To enable the following instructions: AVX2 FMA, in other operations, rebuild TensorFlow with the appropriate compiler flags.


In [None]:
# Create a tensorflow variable. All operations with TF-variables can be tracked
x = tf.Variable(4.0)

# Tensorflow uses the so-called gradient tape to record operations
with tf.GradientTape() as tape:
    y = x**2
# Find the gradient of y with respect to x. dy_dx = 2x, x=4 => dy_dx = 8
dy_dx = tape.gradient(y, x)
dy_dx.numpy()

np.float32(8.0)

In [None]:
# This block demonstrates how gradient descent (optimizers) use the gradient tape to 
# update model weights during training. 

# Define a simple model with a single neuron
model = tf.keras.Sequential([tf.keras.layers.Dense(1)])

# Define an optimizer i.e. the gradient descent algorithm to use.
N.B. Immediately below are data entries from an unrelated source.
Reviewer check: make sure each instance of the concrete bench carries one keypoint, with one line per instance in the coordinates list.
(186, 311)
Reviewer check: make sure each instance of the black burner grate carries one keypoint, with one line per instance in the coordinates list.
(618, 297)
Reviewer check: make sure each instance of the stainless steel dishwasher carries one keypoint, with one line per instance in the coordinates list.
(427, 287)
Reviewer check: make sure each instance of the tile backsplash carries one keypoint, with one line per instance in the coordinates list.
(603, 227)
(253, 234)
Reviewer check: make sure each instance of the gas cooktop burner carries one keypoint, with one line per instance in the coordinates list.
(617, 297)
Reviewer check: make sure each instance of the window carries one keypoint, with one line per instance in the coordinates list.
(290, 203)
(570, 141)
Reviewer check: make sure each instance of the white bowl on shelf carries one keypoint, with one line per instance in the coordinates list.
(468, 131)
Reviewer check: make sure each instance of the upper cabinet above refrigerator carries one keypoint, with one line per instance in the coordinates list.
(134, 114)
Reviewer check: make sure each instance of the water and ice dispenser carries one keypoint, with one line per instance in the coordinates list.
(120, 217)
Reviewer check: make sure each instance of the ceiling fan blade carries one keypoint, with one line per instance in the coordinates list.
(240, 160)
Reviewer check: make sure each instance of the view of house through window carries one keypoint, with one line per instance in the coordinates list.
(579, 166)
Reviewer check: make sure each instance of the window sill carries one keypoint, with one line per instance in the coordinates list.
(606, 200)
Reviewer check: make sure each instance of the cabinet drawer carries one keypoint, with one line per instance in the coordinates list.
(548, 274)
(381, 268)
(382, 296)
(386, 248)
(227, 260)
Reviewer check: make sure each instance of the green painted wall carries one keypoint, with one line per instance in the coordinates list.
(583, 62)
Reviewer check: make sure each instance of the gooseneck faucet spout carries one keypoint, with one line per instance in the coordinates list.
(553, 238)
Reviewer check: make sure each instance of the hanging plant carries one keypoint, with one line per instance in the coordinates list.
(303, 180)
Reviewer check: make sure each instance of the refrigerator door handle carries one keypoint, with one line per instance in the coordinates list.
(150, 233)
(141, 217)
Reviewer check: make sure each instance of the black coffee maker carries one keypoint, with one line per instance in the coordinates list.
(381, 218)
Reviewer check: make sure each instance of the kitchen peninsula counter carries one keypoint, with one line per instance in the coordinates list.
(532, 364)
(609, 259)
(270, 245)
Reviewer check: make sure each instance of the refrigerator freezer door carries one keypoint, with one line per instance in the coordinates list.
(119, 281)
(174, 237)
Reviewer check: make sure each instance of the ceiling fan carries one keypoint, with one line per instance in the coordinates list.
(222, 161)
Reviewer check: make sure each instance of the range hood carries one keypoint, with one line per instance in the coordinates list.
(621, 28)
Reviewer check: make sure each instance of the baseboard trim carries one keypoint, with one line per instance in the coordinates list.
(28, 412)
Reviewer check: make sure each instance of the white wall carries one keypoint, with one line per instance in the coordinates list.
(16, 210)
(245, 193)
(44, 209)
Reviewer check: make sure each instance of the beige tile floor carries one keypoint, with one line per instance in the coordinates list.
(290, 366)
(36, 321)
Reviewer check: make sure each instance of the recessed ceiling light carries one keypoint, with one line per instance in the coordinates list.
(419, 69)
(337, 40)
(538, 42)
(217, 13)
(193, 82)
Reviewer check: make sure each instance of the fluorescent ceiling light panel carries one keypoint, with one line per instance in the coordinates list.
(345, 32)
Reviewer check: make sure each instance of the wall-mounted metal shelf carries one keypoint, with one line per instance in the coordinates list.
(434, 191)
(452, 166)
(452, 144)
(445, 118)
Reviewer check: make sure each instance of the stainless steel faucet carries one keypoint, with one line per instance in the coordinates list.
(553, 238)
In this case we are using 
# stochastic gradient descent
optimizer = tf.optimizers.SGD(learning_rate=0.01)

# Sample data
x = tf.constant([[2.0]])  # Input
y_true = tf.constant([[5.0]])  # Target output


# Forward pass and backpropagation with GradientTape
with tf.GradientTape() as tape:
    y_pred = model(x)  # Model prediction
    loss = tf.losses.mse(y_true, y_pred)  # Compute loss

# Compute the gradient of the loss function with respect to the weights/biases in the model
gradients = tape.gradient(loss, model.trainable_variables)  # Compute gradients
print(gradients)

# Update the parameters in the model 
optimizer.apply_gradients(zip(gradients, model.trainable_variables)) 


[<tf.Tensor: shape=(1, 1), dtype=float32, numpy=array([[-9.295926]], dtype=float32)>, <tf.Tensor: shape=(1,), dtype=float32, numpy=array([-4.647963], dtype=float32)>]


<KerasVariable shape=(), dtype=int64, path=SGD/iteration>